На этом строительном участке, как понял Стрельбицкий, занимались восстановлением так называемых оторочек – деревянных причалов, построенных впереди каменной стенки набережной и разрушенных бомбежками во время обороны города. Работа несложная. Несколько артелей носили со склада бревна. Бригада плотников делала сваи, которые забивали в дно на место старых, разбомбленных. Такелажники крепили их железными скобами и настилали вдоль каменной стенки пол из дюймовых[109] досок, которые тут же и строгали. Рядом в котлах варилась смола, которой покрывали сваи. Немного поодаль, на самом краю мола, возвышался копёр[110] для забивки свай.
Народу на строительном участке работало много – человек полтораста, разбитых на артели. Сначала Стрельбицкого неприятно поразил образцовый порядок, царящий на участке. Строительные материалы были аккуратно сложены кучками и штабелями по всему фронту работ. Всюду были расставлены специальные вешки с номерами, отмечавшими каждую кучку и каждый штабель. Даже старые, разбитые и обгорелые сваи, вытащенные из воды, не бросали кое-как, а относили в отдаление и там складывали в большом порядке возле вешки со специальным номером.
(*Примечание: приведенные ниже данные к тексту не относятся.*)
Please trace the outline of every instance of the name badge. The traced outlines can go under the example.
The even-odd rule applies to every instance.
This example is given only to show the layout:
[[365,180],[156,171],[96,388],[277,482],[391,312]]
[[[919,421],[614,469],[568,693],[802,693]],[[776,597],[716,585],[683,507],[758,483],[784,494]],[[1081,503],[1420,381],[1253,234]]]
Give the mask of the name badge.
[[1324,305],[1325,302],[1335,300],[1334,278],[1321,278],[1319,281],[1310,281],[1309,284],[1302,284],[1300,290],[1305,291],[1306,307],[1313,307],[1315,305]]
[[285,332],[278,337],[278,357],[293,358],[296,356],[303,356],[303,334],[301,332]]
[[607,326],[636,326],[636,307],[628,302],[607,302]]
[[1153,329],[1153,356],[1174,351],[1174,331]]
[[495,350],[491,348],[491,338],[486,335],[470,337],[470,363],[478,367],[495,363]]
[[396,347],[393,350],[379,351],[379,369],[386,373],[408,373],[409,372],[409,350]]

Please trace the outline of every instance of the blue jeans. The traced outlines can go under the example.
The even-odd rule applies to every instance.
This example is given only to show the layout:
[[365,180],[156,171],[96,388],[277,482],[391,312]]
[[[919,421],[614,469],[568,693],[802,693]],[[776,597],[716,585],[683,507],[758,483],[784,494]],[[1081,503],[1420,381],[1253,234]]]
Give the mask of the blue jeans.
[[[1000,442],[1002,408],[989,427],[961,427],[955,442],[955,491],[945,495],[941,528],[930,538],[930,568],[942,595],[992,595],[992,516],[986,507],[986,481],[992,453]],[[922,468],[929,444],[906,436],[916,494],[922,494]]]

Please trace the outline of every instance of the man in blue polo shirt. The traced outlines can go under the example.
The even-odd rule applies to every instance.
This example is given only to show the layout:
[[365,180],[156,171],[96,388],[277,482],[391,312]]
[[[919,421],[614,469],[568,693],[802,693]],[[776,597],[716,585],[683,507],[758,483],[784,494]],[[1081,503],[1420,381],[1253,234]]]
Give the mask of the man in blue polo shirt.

«Ах, сукин сын! – с ненавистью подумал Стрельбицкий о производителе работ. – Небось при нашей власти ты так не старался. А теперь землю носом роешь, чтобы выслужиться перед этими гадами! Ну погоди, мы еще с тобой посчитаемся!»
Но через некоторое время, присмотревшись к работе строительного участка, Стрельбицкий заметил, что, несмотря на столь блестящую организацию фронта работ, – а вернее сказать, именно вследствие этой блестящей организации, – работа шла на редкость канительно и бестолково. Так, например, для того чтобы бревно превратить в сваю, его нужно было сначала перенести метров за двести к пильщикам, а потом обратно метров за двести к плотникам, а от плотников еще метров за полтораста к месту, где варилась смола, откуда сваю – опять же на руках – следовало нести метров на четыреста к копру. Что же касается копра, то после каждой сваи его нужно было передвигать вручную, что занимало очень много времени. Впрочем, копёр работал как-то странно: чугунная баба почему-то поднималась не на полную высоту, веревка часто срывалась, баба падала в воду, и ее долго приходилось вытаскивать, для чего вызывали водолазов.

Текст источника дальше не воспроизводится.